El viajero se aventura a través del laberinto
aunque apenas sí recuerda cuándo ni por dónde entró.
Supone que el camino ha de ser un laberinto,
pues adivina en lo nuevo reflejos del ayer.
Mas no son reflejos amables, son vástagos del miedo
pues le revelan que cae, que se derrumba hacia el centro.
¿Pero hay un centro acaso?
¿No cae hacia los bordes?
Piensa entonces que le es preciso un escondite
y a ratos se oculta por los rincones. Pero el miedo
corre a refugiarse en sus mismos escondrijos.
Piensa entonces que quizá se extravíe a la deriva
y que necesita un hilo que lo guíe en el laberinto.

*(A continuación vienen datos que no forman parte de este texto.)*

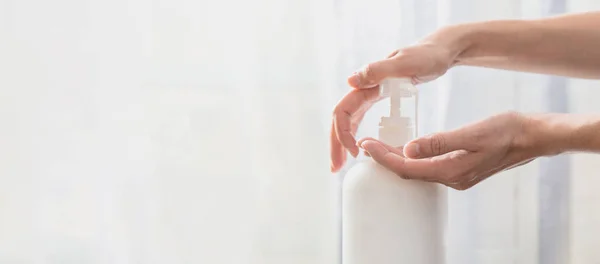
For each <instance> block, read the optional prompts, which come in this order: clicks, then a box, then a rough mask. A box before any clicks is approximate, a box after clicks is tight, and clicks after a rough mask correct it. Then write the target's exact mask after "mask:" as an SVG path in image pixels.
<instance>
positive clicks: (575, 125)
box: [522, 114, 600, 156]
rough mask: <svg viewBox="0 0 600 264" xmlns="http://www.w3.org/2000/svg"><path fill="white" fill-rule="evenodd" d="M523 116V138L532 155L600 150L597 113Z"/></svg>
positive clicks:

¿Pero dónde amarrar el hilo?
Piensa entonces que siquiera el recuerdo podrá sostenerlo
y, cada atardecer, escribe un cuaderno de bitácora.
Éste es un cuaderno de bitácora a la deriva, el viajero
escribe como el timonel que, en un mar sin una brisa,
adivina que se acerca la tormenta del naufragio.
Escribe con desesperación:
no como el profeta, sino como el loco;
no para los Dioses: para las marionetas;
como la marioneta para las marionetas escribe.
Y el viajero sabe a veces, pero a veces nada sabe:
quién es, quiénes es.
Piensa a veces que transita por Europa
como una mosca por un cuerpo desnudo de mujer.
Otras veces se queda contemplando las páginas en blanco del
cuaderno de bitácora,
sin pensar en nada, o dibujando espirales.